= Nonlinear modelling =

Type of mathematical model

In mathematics, nonlinear modelling is empirical or semi-empirical modelling which takes at least some nonlinearities into account. Nonlinear modelling in practice therefore means modelling of phenomena in which independent variables affecting the system can show complex and synergetic nonlinear effects. Contrary to traditional modelling methods, such as linear regression and basic statistical methods, nonlinear modelling can be utilized efficiently in a vast number of situations where traditional modelling is impractical or impossible. The newer nonlinear modelling approaches include non-parametric methods, such as feedforward neural networks, kernel regression, multivariate splines, etc., which do not require a prior knowledge of the nonlinearities in the relations. Thus the nonlinear modelling can utilize production data or experimental results while taking into account complex nonlinear behaviours of modelled phenomena which are in most cases practically impossible to be modelled by means of traditional mathematical approaches, such as phenomenological modelling.
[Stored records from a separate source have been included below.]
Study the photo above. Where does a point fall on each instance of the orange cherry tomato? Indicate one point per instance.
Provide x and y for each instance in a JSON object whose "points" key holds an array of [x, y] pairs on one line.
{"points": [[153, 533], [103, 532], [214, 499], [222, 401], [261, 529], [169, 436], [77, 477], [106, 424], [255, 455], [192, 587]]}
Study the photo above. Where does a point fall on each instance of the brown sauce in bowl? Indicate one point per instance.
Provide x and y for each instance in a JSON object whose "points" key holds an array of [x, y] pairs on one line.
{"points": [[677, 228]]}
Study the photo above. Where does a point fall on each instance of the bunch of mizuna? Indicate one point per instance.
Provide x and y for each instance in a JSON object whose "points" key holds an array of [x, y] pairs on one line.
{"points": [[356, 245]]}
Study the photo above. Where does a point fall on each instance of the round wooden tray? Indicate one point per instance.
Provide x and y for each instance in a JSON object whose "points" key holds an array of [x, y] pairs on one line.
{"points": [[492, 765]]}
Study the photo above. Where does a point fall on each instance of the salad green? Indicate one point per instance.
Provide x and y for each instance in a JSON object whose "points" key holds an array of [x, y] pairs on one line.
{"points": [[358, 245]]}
Contrary to phenomenological modelling, nonlinear modelling can be utilized in processes and systems where the theory is deficient or there is a lack of fundamental understanding on the root causes of most crucial factors on system. Phenomenological modelling describes a system in terms of laws of nature. Nonlinear modelling can be utilized in situations where the phenomena are not well understood or expressed in mathematical terms. Thus nonlinear modelling can be an efficient way to model new and complex situations where relationships of different variables are not known.